I’ve known people over the years who thought they couldn’t sing. Admittedly, I’ve known a few people who really couldn’t sing, but very few, and even they could enjoy singing! One man told me how the elementary school music teacher made him lip-synch during the Christmas program – “Just move your lips,” she said. “Don’t let any sound come out.” This guy LOVED to sing, but he would only sing Christmas carols, when there were lots of other people singing, and lots of eggnog.

I’ve also heard some great stories about people who ran out of breath, literally ran out of breath while singing, and passed out cold. Curiously, according to their stories, this happened while singing either Panis Angelicus, “Bread of Angels” or “Angels We Have Heard On High” – you know, that Gloooooooooooooria part? Something about angel songs makes humans breathless, I guess!

This is our third week of our series “Hark the Glad Sound!” and once again, we have heard a song in response to God’s promise, a melody of God’s grace and justice. Zechariah’s song, Mary’s song, and the angels song have different words but the same message – in the birth of Jesus, a new world is about to be born. Those who have turned away from God will turn back. Those who have relied on their power and wealth will be knocked off their high horse and the lowly will be lifted up. Those who have glorified themselves, those who have made war, are about to hear the angels singing “Glory to God! and peace on earth!”

Everything is going to change – God’s realm is going to shift the balance and the rich, mighty and powerful are going to change their tune. All of the earth will rejoice and sing a new song. In the birth of a Jewish baby in an obscure town in an occupied country, God is breaking into the world. God is breaking into the world and the world is breaking into song.

The angels’ song of joy invites us to join in. Don’t you wonder what it might sound like?
Wouldn’t just hearing it make you breathless with joy? We sing when we are joyful, but did you know that we become more joyful when we sing together? I’ll be talking about that more next week, but for now, take my word for it…

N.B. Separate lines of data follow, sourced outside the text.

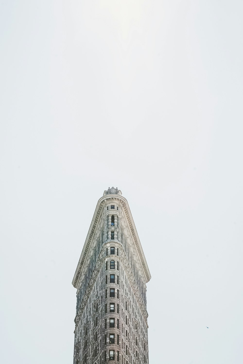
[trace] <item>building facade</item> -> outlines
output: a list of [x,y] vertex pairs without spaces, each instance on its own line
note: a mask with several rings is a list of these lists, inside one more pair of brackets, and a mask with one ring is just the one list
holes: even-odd
[[128,202],[109,187],[98,201],[72,281],[74,364],[149,363],[151,278]]

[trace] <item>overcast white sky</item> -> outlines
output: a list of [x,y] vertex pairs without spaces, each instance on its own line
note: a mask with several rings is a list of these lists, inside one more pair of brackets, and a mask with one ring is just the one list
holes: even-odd
[[1,363],[72,363],[72,280],[113,186],[152,277],[150,364],[242,363],[242,1],[1,8]]

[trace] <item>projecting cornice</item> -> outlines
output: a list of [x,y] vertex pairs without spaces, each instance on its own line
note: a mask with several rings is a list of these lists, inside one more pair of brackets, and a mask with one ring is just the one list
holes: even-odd
[[135,247],[137,249],[138,256],[139,257],[140,261],[146,282],[148,282],[151,278],[147,262],[145,259],[128,201],[124,197],[118,194],[106,194],[99,199],[96,206],[89,232],[72,280],[72,285],[75,288],[77,288],[77,284],[80,277],[83,268],[87,257],[94,234],[99,220],[102,215],[102,208],[105,205],[106,205],[107,204],[107,202],[109,203],[112,202],[119,203],[123,210],[130,229],[132,237],[134,242]]

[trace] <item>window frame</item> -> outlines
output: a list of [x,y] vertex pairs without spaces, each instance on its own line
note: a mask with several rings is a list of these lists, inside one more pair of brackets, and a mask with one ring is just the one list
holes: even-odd
[[[114,321],[114,322],[113,323],[113,324],[114,324],[114,326],[111,326],[111,325],[113,324],[113,323],[111,323],[111,322],[110,322],[110,320],[113,320],[113,321]],[[109,327],[110,327],[110,328],[114,328],[115,327],[115,317],[110,317],[110,321],[109,321]]]
[[[113,265],[113,263],[112,263],[112,264],[113,266],[114,265],[114,268],[113,268],[111,267],[111,262],[114,262],[114,265]],[[110,269],[115,269],[115,261],[113,260],[112,260],[110,262]]]
[[[113,305],[113,309],[111,310],[111,305]],[[111,302],[110,303],[110,312],[115,312],[115,303],[113,303],[113,302]]]
[[[112,276],[112,277],[111,277]],[[114,276],[114,278],[113,277]],[[110,274],[110,283],[115,283],[115,275],[114,274]]]
[[[112,291],[113,292],[111,292]],[[113,295],[114,294],[114,296]],[[110,297],[115,297],[115,288],[110,288]]]
[[[111,353],[113,352],[113,355],[111,354]],[[114,350],[109,350],[109,360],[115,360],[115,351]]]

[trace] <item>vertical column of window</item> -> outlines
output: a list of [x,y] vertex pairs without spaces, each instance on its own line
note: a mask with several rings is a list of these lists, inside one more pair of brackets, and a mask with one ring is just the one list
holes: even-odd
[[115,215],[114,227],[115,228],[114,239],[116,240],[117,239],[117,215]]
[[108,238],[110,240],[111,237],[111,215],[110,214],[108,215]]
[[108,217],[106,216],[105,219],[105,236],[106,236],[106,240],[107,240],[108,239]]

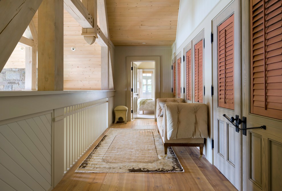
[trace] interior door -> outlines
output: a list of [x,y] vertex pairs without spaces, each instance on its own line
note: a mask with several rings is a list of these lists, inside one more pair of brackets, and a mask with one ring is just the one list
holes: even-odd
[[213,21],[213,101],[214,164],[240,190],[240,134],[224,116],[230,119],[241,113],[238,3],[234,2]]
[[250,21],[242,27],[247,29],[242,38],[250,45],[246,43],[242,52],[246,93],[241,126],[263,128],[241,130],[243,190],[281,190],[282,1],[245,1],[243,16]]
[[134,119],[137,117],[137,100],[138,94],[137,92],[137,65],[133,62],[131,63],[131,119]]

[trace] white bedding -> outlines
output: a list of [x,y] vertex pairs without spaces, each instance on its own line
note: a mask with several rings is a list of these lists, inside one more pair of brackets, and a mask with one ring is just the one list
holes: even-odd
[[[137,105],[138,106],[137,112],[138,114],[140,113],[140,111],[155,111],[155,100],[154,99],[151,100],[147,100],[143,102],[143,104],[140,104],[140,101],[141,100],[148,99],[148,98],[140,98],[137,101]],[[144,112],[143,113],[144,113]]]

Singing releases chemicals in your brain – endorphins, oxytocin, dopamine, serotonin – that make you feel better. And because singing requires breath control, you have to breathe more deeply, which oxygenates your blood, which makes you feel even better! Singing actually can lift your mood, even singing sad songs. And there is nothing like singing to express joy. The joy of Christmas, the joy that makes us breathless, and the joy that gives us breath to sing with the angels, is the joy that God loves us so much.

The joy of Christmas is that God loves us enough to break into our world, not as a mighty conqueror but as a helpless baby.

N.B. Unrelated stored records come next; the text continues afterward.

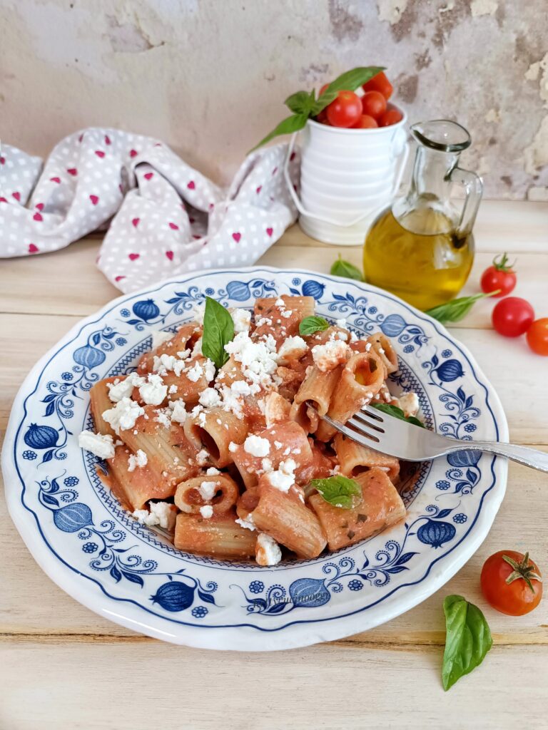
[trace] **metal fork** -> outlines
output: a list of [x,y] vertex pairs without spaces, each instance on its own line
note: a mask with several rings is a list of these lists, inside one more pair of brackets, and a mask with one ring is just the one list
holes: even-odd
[[536,449],[502,442],[449,439],[370,406],[358,411],[346,423],[340,423],[327,415],[321,418],[357,443],[406,461],[428,461],[457,451],[477,449],[548,472],[548,454]]

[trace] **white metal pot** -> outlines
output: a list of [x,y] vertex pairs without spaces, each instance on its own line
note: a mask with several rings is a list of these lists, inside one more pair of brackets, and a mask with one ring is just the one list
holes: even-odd
[[409,153],[407,115],[376,129],[346,129],[309,119],[300,133],[300,199],[284,174],[308,236],[340,246],[361,245],[376,216],[391,203]]

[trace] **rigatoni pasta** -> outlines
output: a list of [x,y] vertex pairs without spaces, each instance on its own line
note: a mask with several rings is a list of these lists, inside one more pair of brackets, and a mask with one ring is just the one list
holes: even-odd
[[[399,405],[387,385],[397,369],[389,339],[314,318],[310,296],[259,299],[253,315],[211,301],[205,324],[156,334],[134,372],[91,389],[96,433],[82,445],[99,445],[121,504],[185,553],[261,566],[316,558],[403,518],[398,460],[322,418]],[[208,306],[224,320],[214,345]],[[401,405],[414,415],[415,394]],[[349,483],[354,501],[330,496]]]

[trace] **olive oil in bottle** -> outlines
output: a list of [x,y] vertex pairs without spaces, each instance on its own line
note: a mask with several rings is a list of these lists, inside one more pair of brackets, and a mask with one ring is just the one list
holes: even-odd
[[[415,124],[417,142],[409,190],[395,199],[369,229],[363,252],[365,280],[420,310],[454,299],[473,262],[472,226],[482,179],[458,166],[471,143],[456,122]],[[457,202],[454,186],[465,189]]]

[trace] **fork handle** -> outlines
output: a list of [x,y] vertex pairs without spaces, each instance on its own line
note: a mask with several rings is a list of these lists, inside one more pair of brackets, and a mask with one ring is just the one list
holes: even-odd
[[527,446],[516,446],[514,444],[506,444],[496,441],[458,441],[457,446],[449,447],[445,453],[454,453],[455,451],[469,451],[471,449],[479,449],[497,454],[498,456],[506,456],[512,461],[537,469],[539,472],[548,472],[548,454],[537,449],[530,449]]

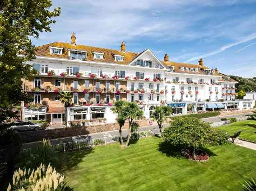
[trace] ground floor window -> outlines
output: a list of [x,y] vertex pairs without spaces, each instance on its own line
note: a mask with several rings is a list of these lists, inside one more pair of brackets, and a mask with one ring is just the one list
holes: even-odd
[[104,114],[95,113],[92,114],[92,119],[104,118]]

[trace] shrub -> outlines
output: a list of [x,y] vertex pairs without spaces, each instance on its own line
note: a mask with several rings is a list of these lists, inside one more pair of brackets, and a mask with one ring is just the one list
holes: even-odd
[[229,119],[229,121],[230,121],[230,123],[234,123],[235,122],[236,122],[237,120],[235,117],[231,117]]
[[102,139],[97,139],[94,140],[94,145],[103,145],[105,144],[105,141]]
[[49,140],[44,139],[43,144],[36,148],[24,151],[21,155],[19,166],[27,169],[36,168],[41,163],[45,166],[50,164],[54,167],[59,168],[60,160],[55,150],[52,147]]

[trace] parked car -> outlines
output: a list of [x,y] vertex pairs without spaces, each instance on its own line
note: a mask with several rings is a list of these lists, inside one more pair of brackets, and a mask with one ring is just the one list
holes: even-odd
[[18,132],[45,129],[45,127],[41,127],[39,123],[34,123],[31,121],[18,121],[15,122],[14,125],[11,126],[8,130]]

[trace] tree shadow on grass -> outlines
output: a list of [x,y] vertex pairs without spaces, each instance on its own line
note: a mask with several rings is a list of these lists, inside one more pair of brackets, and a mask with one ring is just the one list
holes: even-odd
[[61,171],[65,172],[76,166],[81,162],[86,155],[94,152],[94,148],[89,147],[74,151],[67,151],[59,153]]
[[[185,158],[181,152],[181,150],[185,148],[182,146],[175,146],[167,141],[161,142],[158,144],[158,146],[159,147],[157,150],[163,153],[165,153],[168,157],[172,157],[177,159]],[[214,153],[207,148],[203,148],[200,150],[207,153],[209,157],[216,156]]]

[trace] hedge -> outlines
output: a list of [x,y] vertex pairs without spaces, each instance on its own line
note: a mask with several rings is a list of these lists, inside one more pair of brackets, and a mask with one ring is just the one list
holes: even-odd
[[203,113],[202,114],[189,114],[182,115],[171,117],[171,119],[175,119],[178,117],[195,117],[197,119],[207,118],[208,117],[215,117],[219,115],[221,113],[219,112]]

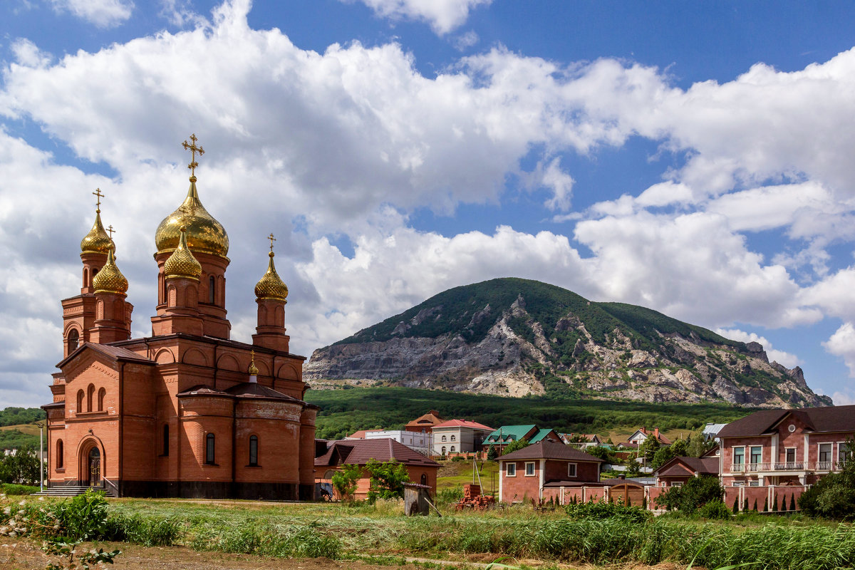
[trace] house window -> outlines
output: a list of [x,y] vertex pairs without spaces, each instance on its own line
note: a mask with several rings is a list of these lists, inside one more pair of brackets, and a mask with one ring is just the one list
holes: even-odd
[[849,444],[840,442],[837,444],[837,462],[843,465],[852,458]]
[[250,436],[250,467],[258,467],[258,436]]
[[215,438],[213,433],[209,433],[205,436],[205,463],[208,465],[215,465],[214,462],[215,455],[214,451],[215,449]]
[[[820,463],[831,462],[831,444],[819,444],[819,462]],[[823,467],[821,467],[819,468],[822,469]]]

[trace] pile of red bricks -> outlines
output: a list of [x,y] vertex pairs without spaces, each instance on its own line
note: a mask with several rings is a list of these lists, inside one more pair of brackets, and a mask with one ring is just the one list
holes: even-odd
[[463,498],[460,501],[460,502],[455,505],[455,508],[457,510],[463,510],[463,508],[484,510],[495,502],[495,497],[491,497],[490,495],[481,494],[481,485],[464,485]]

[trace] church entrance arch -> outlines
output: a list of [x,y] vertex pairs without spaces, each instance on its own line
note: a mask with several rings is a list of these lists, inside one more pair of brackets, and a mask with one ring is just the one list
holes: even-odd
[[90,440],[80,450],[80,473],[78,480],[88,487],[100,487],[103,485],[101,473],[103,473],[103,457],[97,444]]

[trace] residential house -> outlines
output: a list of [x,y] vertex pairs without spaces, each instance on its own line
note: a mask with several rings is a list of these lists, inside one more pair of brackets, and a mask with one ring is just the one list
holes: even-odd
[[365,469],[370,460],[380,462],[394,460],[406,466],[410,480],[427,485],[436,494],[436,474],[439,464],[394,439],[353,439],[330,442],[326,452],[315,458],[315,482],[328,485],[333,474],[345,464],[363,467],[363,476],[357,485],[355,498],[364,499],[370,489],[371,475]]
[[431,428],[445,421],[439,417],[439,412],[432,409],[424,415],[420,415],[406,426],[404,429],[407,432],[419,432],[421,433],[430,433]]
[[406,430],[368,430],[364,439],[394,439],[399,444],[416,450],[422,455],[433,453],[433,434],[431,432],[408,432]]
[[602,489],[599,466],[603,460],[569,445],[542,439],[498,459],[498,500],[567,501],[568,490],[583,486]]
[[493,430],[484,438],[481,449],[489,450],[490,446],[492,445],[496,451],[501,454],[510,442],[519,439],[525,439],[529,444],[536,444],[544,439],[560,442],[561,436],[555,430],[541,429],[534,424],[528,426],[502,426],[498,430]]
[[840,470],[853,436],[855,406],[764,409],[728,424],[718,432],[728,504],[779,503],[783,493],[788,505],[805,485]]
[[580,450],[587,450],[590,447],[598,447],[604,444],[603,440],[596,433],[559,433],[558,437],[561,438],[561,441],[564,444]]
[[433,455],[480,451],[492,427],[469,420],[449,420],[433,426]]

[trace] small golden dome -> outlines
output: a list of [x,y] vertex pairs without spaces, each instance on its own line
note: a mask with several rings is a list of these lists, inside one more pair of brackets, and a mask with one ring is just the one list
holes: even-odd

God is breaking into the world.
God is breaking into the world
and the world is breaking into song.

Immanuel, God-with-us, has come to be in our world.
That’s why we sing.
That’s how we live.
That’s breathless joy.

Allot, Serena. "Why singing makes you happy." Telegraph. March 26, 2009.

"Choral singing and psychological wellbeing: Findings from English choirs in a cross-national survey using the WHOQOL-BREF." International Symposium on Performance Science. 2007.

Layton, Julia. Does Singing Make You Happy?

MacLean, Tamara. "Choral singing makes you happy: survey." Sydney Morning Herald. July 10, 2008.